De isolatie van Geert Wilders begon na de
moord op Theo van Gogh. „Mohammed B. had een
brief voor Ayaan Hirsi Ali in Van Gogh geprikt. Maar het duurde even voor ze zo’n zelfde brief voor mij op zijn computer vonden. Later hoorde ik dat er bovendien mensen in mijn wijk in Venlo waren gesignaleerd die daar eigenlijk niet hadden moeten zijn. Er waren dus verschillende redenen om me op dat moment onmiddellijk uit huis te halen. Ik kreeg vijf minuten om mijn tandenborstel, een onderbroek en een schoon shirt te pakken.” Wilders had zich tot dan nooit gerealiseerd dat zijn opvattingen van hem een doelwit konden maken en dat het zijn leven, zoals hij dat leidde, abrupt zou afbreken. De PVV-leider werd die donderdag na de moord op Van Gogh naar een kazerne in Ossendrecht gebracht. Hirsi Ali was er al, Wilders’ vrouw arriveerde enkele uren later. In de periode daarop volgde nog een aantal overplaatsingen, in afwachting tot er een safe house gereed was. Want die had Nederland nog niet."
Sindsdien wordt Wilders permanent, en heel goed, beveiligd. Maar hij weet zelf dat het niet waterdicht kan zijn en dat ook niet is. "Ik zou zelf weten hoe ik het zou doen. Ik ga het natuurlijk niet zeggen, maar ik weet wat de zwakke kanten zijn van de beveiliging.
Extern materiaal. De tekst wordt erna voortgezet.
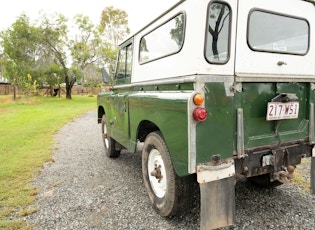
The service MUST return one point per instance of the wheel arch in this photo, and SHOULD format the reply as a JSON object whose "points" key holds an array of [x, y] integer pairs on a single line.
{"points": [[145, 127]]}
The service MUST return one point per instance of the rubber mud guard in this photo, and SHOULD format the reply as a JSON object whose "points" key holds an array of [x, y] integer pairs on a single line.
{"points": [[217, 204]]}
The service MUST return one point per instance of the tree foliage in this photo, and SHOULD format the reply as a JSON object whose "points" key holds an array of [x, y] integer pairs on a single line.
{"points": [[51, 53], [114, 24]]}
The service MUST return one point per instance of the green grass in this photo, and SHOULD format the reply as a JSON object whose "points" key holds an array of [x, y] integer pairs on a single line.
{"points": [[27, 127]]}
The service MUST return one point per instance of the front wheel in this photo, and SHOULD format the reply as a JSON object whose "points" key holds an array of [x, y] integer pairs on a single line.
{"points": [[169, 194], [109, 143]]}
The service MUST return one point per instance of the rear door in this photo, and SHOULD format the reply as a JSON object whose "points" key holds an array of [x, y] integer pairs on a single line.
{"points": [[273, 39], [274, 64]]}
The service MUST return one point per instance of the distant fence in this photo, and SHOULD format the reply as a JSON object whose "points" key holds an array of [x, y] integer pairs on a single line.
{"points": [[7, 89]]}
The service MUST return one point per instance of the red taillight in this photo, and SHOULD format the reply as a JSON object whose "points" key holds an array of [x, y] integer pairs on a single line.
{"points": [[200, 114], [198, 99]]}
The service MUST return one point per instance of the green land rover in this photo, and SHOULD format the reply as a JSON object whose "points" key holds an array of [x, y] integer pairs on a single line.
{"points": [[210, 90]]}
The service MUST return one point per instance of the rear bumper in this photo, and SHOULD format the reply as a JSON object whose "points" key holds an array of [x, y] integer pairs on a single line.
{"points": [[272, 159]]}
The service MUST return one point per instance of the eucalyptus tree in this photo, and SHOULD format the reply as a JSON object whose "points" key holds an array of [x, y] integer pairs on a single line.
{"points": [[20, 52], [54, 39]]}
En dat kunnen anderen dus ook weten. Je weet dat het iedere dag kan gebeuren dat iemand je vermoordt."
"Je mist autorijden, je mist je brievenbus legen - dat vond ik vroeger heel leuk - en je mist boodschappen doen."
Hij vreest dat het nooit anders zal worden. „Misschien als ik naar Tonga verhuis en daar visser word. Maar ik wil nog heel lang in de politiek blijven. Inmiddels staat ook eigenlijk iedereen op een dodenlijst. Dat maakt de situatie alleen maar serieuzer en pregnanter. Of ik er ooit zelf vanaf kom: ik hoop het, misschien nooit.”